À procura de textos e pretextos, e dos seus contextos.

01/12/2010

RACE – HISTOIRE D’UNE OBSESSION AMERICAINE (STUDS TERKEL)

53% des blancs américains pensent que les Afro-américains sont moins intelligents que les blancs (enquête de l’université de Chicago).
62% pensent qu’ils sont plus enclin à préférer vivre des aides sociales.
Les travaux de la Commission du XXIème siècle sur la situation des afro-américains révèlent que ce sont ces derniers qui, aux States, ont l’espérance de vie la plus faible.
A qualification égale, leur taux de chômage est deux fois supérieur à celui des blancs. Lorsqu’ils sortent des universités, à diplôme égal, leur taux de chômage est trois fois supérieur à celui des blancs.
1 noir sur 4, âgé de 20 à 29 ans est derrière les barreaux.
A même crime, les condamnations sont plus lourdes pour les noirs que les blancs.
Depuis 1960, le taux de suicide chez les jeunes noirs a été multiplié par 2.
Les Noirs américains meurent prématurément des 12 maladies les plus répandues et pour lesquelles il existe un traitement efficace aux Etats-Unis.
Studs Terkel est mort.
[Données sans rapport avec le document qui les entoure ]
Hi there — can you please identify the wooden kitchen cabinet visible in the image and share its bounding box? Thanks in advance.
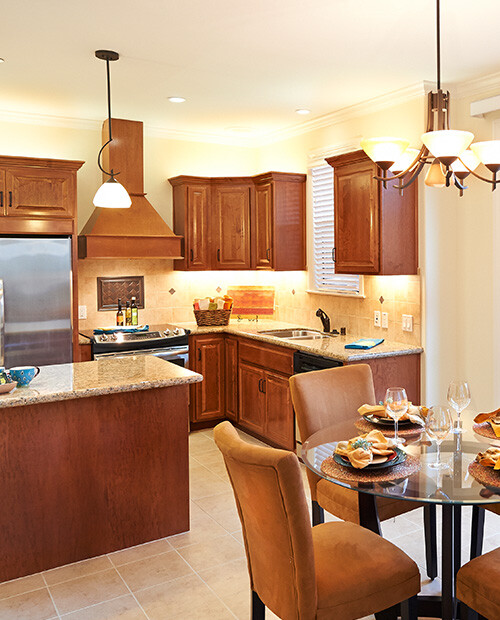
[189,334,225,422]
[169,172,306,271]
[326,151,418,275]
[224,336,239,422]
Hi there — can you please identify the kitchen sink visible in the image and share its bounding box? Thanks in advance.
[259,328,332,340]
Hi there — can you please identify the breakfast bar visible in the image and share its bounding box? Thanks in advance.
[0,356,202,581]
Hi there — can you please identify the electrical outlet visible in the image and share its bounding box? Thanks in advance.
[403,314,413,332]
[382,312,389,329]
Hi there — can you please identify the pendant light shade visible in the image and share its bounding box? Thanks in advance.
[424,159,446,187]
[422,129,474,166]
[389,148,419,174]
[93,50,132,209]
[361,137,410,170]
[93,177,132,209]
[470,140,500,172]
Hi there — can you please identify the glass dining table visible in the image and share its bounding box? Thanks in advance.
[302,411,500,620]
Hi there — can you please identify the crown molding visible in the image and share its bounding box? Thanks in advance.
[454,71,500,99]
[260,81,433,146]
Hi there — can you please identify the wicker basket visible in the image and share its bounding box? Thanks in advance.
[193,310,231,327]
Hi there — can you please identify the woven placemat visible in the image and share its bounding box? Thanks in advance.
[469,461,500,489]
[321,454,421,483]
[354,418,424,437]
[472,422,500,440]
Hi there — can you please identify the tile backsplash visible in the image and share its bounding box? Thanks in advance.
[78,259,421,345]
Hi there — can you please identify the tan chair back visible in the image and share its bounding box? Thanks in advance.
[290,364,376,500]
[214,422,317,620]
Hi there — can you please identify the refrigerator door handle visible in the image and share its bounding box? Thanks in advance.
[0,280,5,366]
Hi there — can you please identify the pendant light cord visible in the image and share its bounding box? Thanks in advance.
[97,58,115,179]
[436,0,441,90]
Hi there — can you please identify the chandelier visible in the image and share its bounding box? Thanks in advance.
[361,0,500,196]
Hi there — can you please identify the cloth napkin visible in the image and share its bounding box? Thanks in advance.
[358,403,425,426]
[335,430,395,469]
[476,447,500,469]
[474,409,500,437]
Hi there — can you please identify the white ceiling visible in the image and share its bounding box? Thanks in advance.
[0,0,500,142]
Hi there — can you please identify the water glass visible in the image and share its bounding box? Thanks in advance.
[425,407,452,469]
[385,388,408,446]
[447,381,470,433]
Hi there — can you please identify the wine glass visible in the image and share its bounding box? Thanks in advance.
[385,388,408,446]
[447,381,470,433]
[425,407,452,469]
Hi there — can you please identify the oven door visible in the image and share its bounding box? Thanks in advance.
[94,345,189,368]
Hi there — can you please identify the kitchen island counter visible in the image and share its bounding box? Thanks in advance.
[0,355,202,408]
[0,356,202,581]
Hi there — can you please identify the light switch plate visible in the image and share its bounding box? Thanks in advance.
[402,314,413,332]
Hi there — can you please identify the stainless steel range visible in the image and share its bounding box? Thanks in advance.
[91,325,189,367]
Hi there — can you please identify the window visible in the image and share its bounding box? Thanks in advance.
[311,164,361,295]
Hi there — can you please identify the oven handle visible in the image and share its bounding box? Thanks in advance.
[94,345,189,359]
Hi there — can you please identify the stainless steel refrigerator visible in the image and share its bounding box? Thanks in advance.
[0,237,72,368]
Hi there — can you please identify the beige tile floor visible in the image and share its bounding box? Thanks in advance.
[0,431,500,620]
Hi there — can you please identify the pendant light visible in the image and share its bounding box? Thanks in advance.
[361,0,500,195]
[93,50,132,209]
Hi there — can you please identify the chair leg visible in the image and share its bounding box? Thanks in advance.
[401,595,418,620]
[424,504,437,579]
[311,499,325,526]
[252,590,266,620]
[470,506,485,560]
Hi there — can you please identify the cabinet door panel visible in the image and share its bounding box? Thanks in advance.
[186,186,210,269]
[224,337,238,422]
[239,362,266,435]
[254,183,273,269]
[335,161,379,273]
[5,167,76,218]
[264,372,295,450]
[214,185,251,269]
[191,336,224,422]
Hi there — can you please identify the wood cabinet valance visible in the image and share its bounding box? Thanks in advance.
[169,172,306,271]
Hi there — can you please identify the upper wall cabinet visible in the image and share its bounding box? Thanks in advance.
[0,157,83,234]
[326,151,418,275]
[169,172,306,271]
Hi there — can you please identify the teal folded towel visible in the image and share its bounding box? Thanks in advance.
[345,338,384,349]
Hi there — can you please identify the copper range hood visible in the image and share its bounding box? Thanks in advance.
[78,119,183,258]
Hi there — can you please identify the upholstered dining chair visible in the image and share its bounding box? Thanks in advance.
[457,548,500,620]
[290,364,437,579]
[214,422,420,620]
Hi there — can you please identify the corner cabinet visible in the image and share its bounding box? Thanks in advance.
[169,172,306,271]
[326,151,418,275]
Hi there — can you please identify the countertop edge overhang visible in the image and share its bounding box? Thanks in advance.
[0,355,203,409]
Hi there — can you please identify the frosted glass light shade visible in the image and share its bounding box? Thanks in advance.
[424,159,446,187]
[361,137,410,170]
[470,140,500,172]
[92,177,132,209]
[450,149,481,175]
[389,148,419,174]
[422,129,474,166]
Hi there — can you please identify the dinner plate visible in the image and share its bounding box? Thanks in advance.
[333,448,406,471]
[363,413,413,428]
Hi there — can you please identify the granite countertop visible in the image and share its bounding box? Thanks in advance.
[0,355,203,408]
[179,320,423,362]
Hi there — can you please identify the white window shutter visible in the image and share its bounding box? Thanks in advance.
[311,164,359,294]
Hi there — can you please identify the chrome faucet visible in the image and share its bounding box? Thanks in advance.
[316,308,330,332]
Son ancienne station de radio, à Chicago, fut, le jour de sa mort, saturée d’appels de reconnaissance et de témoignages d’affection.
Studs avait commencé à travailler dans les années 30, comme acteur. Mais Mc Carthy l’avait fait sortir du circuit. Entré à la radio, ses brillantes chroniques en firent l’un des animateurs radio les plus célèbres des Etats-Unis.
 
Le livre publié par les éditions Amsterdam est en fait un recueil d’entretiens et de notes de Studs, consignant jour après jour les témoignages sur le racisme ordinaire des américains. Avec patience, Studs collecta des centaines, des milliers de témoignages et pas moins d’entretiens, de rencontres, de réflexions sur la question, observant inlassablement monter la gangrène du racisme aux Etats-Unis, jusqu’à découvrir, au tournant de notre siècle, que toute l’Amérique était devenue raciste.
 L’ensemble est spectaculaire. Une bombe. Un brûlot révélant que si dans les années 60 une espérance avait pu légitimement se lever au sein de la population noire américaine, si l'on avait pu croire un temps que le racisme pouvait être vaincu, force était de reconnaître que depuis, les choses avaient bien changé. Et c’est ainsi toute l’évolution de la question raciale que cet ouvrage donne à saisir, des années 50 à nos jours.
Un document exceptionnel, encore une fois, et non pas une étude scientifique froide, indifférente au sort des gens, hautaine. Ici, la chair, non une chaire édifié pour la glorification de soi. La chair à vif dans les parcours que Studs reconstruits, en particulier de ces familles qu’il a suivi sur près de 40 ans ! Des familles qui ont fini par basculer dans une totale misère.
Misère qu’il consigne sans fard et dont il scrute avec intelligence les fondements et les étapes. Celle, tout d’abord, de la disparition de l’emploi dans les quartiers noirs, clés de toutes les difficultés qu’ils devaient ensuite affronter. Celle ensuite du bouclage des noirs dans le périmètre de l’aide sociale, renforçant leur exclusion, élargie du coup brutalement aux familles dans leur entier. Celle encore de l’embourgeoisement de l’école, non de l’instruction : la confiscation des moyens scolaires par les classes aisées, à la faveur des rénovations urbaines. Celle, enfin, dernière étape en cours, de l’exclusion linguistique : dans certains quartiers on ne parle plus l’américain standard, mais une langue du ghetto, à l’usage de son seul espace !
Et Studs d’observer encore comment ces étapes purent si facilement se déployer : par la trahison politique des couches moyennes riches, désertant l’Histoire et courant se réfugier dans une identité résidentielle conquise à la faveur de la rénovation urbaine et du boom de l’immobilier.
Et c’est enfin une réflexion d’une exceptionnelle pertinence qu’il nous livre, à décortiquer les problèmes sémantiques posés aux Etats-Unis au sujet de la dénomination des noirs américains, très improprement qualifié en dernier recours d’afro-américains, rappelant avec justesse que derrière nos catégories lexicales se dressent de vrais seuils idéologiques.joël jégouzo--.
 
Race. Histoire orales d’une obsession américaine, Studs Terkel, traduit de l’américain par Myriam Dennehy, Christophe Jacquet et Maxime Cervulle, éd. Amsterdam, octobre 2010, 560 pages, 23 euros, EAN : 978-2354800802.
Touch and Go : A Memoir, Studs Terkel, The New Press, illustrated edition, janvier 2008, 288 pages, 19 euros, EAN : 978-1595580436.